Por Carmen Silva*
Quem viu as ruas nas últimas manifestações não tem como negar. As mulheres estão dando o tom da revolta popular nesta conjuntura. A ânsia no estômago que estávamos sentindo, vendo os nossos parcos direitos virarem moeda de troca na queda de braços entre os poderosos de plantão no Congresso Nacional, chegou ao fim. O vômito veio com a força das entranhas que nós sabemos que temos. Sim, estamos nas ruas para gritar ‘nenhum direito a menos!’. Nós existimos, resistimos, e somos sujeitos de nossas vidas e de nossos sonhos.
A primavera feminista é a desautorização popular de toda e qualquer tentativa de negociata com Cunha e seu grupo de direita fundamentalista. Nunca em nosso nome. Nenhum grupo político está autorizado a ceder aos imperativos da bancada BBB para garantir qualquer estabilidade que seja. Queremos que se mantenha no Brasil a institucionalidade duramente conquistada. Estamos vendo no mundo os resultados do destroçamento dos Estados em nome do lucro do capital acobertado pelas guerras santas. Cresce o racismo, a xenofobia, a exploração, a violência e a miséria. Os refugiados na Europa são o testemunho disso. O atentado em Paris também. No Brasil a tragédia anunciada das barragens de mineração em Minas Gerais são a triste denúncia de quanto vale a vida humana para o capital. Em Mariana a luta primeira dos atingidos é pelo direito de enterrar seus mortos e de continuar vivos.
Nós mulheres estamos nas ruas exigindo garantias de um Estado laico. Nossos corpos não podem ser submetidos à preceitos religiosos que não adotamos. A legalização do aborto é, sobretudo, o reconhecimento do Estado à nossa autonomia como pessoas. É também enfrentar o fato de que hoje o aborto não oferece riscos à saúde de quem pode pagar por bom atendimento médico, mesmo que ilegal. É uma luta assumida quase que exclusivamente pelo feminismo. Já é tempo de ouvirmos outras vozes neste coro. Não aguentamos mais ver mulheres pobres e negras morrendo por falta de atendimento.

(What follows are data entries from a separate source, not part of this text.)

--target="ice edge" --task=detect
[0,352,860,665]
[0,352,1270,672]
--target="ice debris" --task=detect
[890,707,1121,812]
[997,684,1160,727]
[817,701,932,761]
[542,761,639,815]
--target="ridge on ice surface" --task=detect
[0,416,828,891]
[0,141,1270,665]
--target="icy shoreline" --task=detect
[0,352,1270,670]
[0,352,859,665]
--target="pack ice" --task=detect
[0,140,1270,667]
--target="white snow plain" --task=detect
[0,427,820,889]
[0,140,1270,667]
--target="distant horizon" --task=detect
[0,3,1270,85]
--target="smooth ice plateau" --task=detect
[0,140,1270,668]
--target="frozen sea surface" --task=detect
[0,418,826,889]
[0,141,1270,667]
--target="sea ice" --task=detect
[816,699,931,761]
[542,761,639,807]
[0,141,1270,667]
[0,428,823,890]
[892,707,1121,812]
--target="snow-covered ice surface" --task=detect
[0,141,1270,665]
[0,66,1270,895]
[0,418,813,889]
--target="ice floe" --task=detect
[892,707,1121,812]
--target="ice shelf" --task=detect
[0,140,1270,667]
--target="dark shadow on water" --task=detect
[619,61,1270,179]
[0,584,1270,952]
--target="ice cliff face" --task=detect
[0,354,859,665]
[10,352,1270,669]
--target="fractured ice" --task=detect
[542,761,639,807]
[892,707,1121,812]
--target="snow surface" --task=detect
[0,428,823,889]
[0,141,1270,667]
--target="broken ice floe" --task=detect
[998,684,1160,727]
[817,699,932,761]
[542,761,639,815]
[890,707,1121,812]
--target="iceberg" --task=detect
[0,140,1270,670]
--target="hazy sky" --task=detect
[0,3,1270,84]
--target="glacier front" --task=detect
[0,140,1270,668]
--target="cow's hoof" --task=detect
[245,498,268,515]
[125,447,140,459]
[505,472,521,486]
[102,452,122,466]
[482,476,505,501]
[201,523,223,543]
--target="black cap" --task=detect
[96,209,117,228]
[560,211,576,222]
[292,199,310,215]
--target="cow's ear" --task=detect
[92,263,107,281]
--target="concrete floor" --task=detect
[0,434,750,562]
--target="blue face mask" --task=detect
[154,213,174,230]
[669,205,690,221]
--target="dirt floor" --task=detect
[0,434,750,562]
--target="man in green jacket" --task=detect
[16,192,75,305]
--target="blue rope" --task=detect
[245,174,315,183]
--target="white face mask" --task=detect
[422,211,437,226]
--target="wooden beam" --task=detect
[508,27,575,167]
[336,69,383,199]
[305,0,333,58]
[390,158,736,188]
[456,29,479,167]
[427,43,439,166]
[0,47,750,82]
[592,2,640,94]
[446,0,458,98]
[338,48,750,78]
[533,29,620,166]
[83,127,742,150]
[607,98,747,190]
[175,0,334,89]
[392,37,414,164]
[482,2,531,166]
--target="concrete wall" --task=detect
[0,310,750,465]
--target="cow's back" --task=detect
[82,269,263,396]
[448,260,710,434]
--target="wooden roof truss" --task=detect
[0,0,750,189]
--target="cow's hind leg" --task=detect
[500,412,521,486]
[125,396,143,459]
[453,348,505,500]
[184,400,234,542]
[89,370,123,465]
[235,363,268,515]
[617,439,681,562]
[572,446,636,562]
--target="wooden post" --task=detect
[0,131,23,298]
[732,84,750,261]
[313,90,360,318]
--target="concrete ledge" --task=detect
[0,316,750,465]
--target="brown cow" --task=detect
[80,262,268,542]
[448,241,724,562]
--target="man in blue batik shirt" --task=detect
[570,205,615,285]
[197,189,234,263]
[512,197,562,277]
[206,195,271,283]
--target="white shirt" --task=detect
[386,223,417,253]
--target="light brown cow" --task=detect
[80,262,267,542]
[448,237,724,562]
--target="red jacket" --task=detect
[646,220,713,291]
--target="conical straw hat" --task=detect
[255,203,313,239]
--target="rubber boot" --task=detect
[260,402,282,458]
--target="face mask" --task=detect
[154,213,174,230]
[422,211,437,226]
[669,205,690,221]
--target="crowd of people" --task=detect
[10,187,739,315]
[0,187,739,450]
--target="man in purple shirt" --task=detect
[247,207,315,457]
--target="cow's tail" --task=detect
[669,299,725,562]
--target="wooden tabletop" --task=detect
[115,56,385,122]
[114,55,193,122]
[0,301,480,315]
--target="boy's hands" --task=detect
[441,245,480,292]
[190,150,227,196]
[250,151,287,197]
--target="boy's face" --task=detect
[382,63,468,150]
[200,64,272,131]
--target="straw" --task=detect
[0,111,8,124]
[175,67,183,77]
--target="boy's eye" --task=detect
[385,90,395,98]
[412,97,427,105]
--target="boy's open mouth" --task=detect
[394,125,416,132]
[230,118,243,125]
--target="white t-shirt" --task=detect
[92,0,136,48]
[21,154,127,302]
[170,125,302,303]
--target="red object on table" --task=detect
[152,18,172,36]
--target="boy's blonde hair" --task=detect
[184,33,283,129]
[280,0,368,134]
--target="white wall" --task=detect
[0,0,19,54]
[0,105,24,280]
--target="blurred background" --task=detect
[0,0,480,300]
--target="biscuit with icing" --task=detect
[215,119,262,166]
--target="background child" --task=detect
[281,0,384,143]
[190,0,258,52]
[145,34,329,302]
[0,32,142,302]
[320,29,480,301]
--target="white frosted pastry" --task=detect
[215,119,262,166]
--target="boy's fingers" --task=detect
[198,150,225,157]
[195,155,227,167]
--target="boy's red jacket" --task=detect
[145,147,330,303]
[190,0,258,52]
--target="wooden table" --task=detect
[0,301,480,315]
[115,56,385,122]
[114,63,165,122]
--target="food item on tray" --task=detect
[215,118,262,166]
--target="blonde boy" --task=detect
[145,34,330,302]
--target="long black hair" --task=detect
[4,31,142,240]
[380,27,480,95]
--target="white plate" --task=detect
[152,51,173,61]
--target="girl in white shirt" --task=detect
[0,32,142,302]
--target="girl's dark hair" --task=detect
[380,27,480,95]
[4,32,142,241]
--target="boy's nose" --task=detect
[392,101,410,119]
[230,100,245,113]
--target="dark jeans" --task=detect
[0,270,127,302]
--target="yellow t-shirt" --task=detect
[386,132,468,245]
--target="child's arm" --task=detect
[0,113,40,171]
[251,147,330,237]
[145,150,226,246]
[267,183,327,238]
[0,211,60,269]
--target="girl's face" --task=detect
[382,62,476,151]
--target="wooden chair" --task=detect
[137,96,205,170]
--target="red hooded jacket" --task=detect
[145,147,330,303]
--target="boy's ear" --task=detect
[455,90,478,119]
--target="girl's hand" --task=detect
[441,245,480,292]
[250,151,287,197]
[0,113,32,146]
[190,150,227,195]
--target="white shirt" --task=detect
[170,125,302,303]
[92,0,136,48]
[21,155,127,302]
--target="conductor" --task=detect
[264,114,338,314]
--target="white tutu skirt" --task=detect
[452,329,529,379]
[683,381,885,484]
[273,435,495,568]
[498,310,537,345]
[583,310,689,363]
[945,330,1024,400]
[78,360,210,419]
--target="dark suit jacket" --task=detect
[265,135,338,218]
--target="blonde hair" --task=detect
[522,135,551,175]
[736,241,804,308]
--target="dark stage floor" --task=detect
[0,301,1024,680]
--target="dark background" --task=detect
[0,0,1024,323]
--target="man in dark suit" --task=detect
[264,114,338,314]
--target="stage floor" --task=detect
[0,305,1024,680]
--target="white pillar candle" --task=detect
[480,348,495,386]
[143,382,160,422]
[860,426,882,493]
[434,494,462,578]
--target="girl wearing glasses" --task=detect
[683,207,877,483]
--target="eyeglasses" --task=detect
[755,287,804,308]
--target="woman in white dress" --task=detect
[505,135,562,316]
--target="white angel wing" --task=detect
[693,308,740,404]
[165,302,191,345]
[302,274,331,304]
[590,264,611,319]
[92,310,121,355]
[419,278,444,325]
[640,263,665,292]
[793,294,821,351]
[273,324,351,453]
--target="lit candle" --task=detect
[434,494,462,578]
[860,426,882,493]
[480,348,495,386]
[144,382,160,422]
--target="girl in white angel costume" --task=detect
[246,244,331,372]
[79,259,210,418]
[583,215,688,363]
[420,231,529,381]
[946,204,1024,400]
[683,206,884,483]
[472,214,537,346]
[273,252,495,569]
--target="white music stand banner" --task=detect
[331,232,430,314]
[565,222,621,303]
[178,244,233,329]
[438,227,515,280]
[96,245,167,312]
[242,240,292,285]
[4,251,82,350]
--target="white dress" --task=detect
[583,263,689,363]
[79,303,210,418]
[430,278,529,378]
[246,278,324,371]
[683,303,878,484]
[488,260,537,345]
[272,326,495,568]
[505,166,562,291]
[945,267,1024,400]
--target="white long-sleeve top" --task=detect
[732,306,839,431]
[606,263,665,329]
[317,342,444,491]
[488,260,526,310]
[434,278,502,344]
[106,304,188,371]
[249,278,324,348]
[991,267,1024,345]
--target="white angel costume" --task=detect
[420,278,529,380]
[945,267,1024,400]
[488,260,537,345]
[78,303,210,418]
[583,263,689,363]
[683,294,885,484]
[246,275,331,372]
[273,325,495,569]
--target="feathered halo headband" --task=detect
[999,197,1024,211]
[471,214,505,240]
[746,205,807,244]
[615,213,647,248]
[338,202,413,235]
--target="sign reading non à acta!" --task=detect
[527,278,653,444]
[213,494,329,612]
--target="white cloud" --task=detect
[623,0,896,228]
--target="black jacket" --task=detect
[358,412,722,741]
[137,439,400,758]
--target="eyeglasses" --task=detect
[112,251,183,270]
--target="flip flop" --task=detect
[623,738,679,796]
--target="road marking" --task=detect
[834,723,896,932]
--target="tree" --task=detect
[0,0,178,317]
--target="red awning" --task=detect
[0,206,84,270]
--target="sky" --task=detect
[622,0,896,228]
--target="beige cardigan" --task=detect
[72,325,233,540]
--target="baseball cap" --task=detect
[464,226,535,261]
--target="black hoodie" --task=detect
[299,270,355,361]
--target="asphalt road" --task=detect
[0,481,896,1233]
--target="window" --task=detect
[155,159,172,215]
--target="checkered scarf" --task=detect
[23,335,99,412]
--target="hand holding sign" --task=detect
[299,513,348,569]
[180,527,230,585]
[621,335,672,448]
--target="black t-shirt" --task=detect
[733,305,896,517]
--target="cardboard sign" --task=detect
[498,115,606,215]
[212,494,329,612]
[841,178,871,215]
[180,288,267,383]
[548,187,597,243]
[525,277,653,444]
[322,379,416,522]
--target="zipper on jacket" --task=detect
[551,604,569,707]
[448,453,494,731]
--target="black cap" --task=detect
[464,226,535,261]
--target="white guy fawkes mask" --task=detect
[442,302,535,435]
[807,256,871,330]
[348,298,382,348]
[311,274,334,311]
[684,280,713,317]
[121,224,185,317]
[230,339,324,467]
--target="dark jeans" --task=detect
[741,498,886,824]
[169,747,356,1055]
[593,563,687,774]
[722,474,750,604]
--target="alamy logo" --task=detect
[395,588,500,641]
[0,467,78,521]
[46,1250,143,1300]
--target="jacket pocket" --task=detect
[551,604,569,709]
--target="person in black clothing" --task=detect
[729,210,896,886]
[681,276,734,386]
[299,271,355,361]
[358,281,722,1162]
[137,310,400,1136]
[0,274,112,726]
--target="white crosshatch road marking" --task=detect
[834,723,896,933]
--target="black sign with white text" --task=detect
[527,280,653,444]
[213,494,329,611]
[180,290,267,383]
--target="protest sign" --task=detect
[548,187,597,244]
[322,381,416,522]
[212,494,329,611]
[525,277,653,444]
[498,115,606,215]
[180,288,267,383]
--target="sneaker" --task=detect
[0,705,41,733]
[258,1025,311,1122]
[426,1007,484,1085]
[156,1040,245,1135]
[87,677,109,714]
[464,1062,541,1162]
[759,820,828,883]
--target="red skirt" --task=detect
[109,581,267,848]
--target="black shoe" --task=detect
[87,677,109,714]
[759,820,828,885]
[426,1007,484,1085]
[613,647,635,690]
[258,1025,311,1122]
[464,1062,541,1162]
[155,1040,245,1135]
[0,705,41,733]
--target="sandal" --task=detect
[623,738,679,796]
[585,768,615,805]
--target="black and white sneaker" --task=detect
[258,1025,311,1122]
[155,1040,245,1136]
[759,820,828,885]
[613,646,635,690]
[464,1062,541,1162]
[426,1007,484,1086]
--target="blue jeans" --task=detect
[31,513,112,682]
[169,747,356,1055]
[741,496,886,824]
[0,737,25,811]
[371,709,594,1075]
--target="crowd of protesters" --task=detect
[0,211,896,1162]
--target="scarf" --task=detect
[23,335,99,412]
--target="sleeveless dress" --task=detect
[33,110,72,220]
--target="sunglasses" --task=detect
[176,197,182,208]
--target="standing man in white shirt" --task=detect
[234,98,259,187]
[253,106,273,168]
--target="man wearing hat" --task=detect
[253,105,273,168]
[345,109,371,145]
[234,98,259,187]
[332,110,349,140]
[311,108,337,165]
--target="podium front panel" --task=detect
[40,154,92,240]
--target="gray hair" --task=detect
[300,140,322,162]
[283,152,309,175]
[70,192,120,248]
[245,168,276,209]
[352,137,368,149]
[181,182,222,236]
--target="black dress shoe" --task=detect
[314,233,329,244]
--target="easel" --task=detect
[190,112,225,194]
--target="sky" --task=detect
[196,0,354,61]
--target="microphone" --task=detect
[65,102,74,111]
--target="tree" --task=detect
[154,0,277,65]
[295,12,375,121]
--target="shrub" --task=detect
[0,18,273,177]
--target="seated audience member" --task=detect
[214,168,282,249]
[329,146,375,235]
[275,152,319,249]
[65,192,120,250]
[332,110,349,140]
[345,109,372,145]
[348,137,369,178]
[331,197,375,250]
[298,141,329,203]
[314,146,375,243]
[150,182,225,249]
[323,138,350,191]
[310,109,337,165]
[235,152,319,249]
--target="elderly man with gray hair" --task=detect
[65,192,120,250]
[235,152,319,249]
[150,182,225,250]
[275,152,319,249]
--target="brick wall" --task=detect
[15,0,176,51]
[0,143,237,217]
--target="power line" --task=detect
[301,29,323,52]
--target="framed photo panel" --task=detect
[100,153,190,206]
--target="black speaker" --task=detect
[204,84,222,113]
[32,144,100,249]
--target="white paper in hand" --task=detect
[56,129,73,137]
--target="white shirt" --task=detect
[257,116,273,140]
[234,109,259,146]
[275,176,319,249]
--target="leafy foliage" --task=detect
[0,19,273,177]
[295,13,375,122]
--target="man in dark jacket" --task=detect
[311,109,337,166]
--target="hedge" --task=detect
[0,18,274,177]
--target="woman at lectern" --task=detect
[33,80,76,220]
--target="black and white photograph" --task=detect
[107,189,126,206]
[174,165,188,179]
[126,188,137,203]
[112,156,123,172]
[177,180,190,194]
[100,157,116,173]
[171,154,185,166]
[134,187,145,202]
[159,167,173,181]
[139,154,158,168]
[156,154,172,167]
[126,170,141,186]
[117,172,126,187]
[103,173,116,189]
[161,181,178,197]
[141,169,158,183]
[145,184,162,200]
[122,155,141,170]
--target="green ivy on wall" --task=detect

A primavera das mulheres nas ruas foi plantada duramente em muitos invernos e verões, em muitas rodas de conversa, posts e memes; em muita violência enfrentada, conversa com as amigas, horas de reflexão… Este feminismo popular, negro, jovem e insurgente mostra a vitalidade da consigna que virou botons e camisetas ‘o feminismo é a ideia revolucionária de que as mulheres são gente’. E gente que tem força para mudar os rumos da história. Este ano, na Marcha das Margaridas, esta força veio dos povoados rurais e ocupou as ruas de Brasília com 70 mil mulheres que, num ato simbólico, viraram as costas para o Congresso Nacional, e levantaram suas bandeiras por desenvolvimento sustentável com democracia, justiça, autonomia, igualdade e liberdade. Ali começou a se alterar a correlação de forças polarizada e mais favorável à direita no primeiro semestre. Nesta semana uma nova vai chegar em Brasília. Vamos enegrecer o planalto. É a Marcha das Mulheres Negras contra o racismo, a violência e pelo bem viver. Gritaremos bem alto: ‘Racistas, não passarão! Machistas, não passaram!’. O feminismo está nas ruas denunciando que o modo de vida imposto pelo capitalismo precisa chegar ao fim! Queremos viver em condições dignas, com possibilidades de sonhar e construir um futuro onde a solidariedade seja a marca do cotidiano.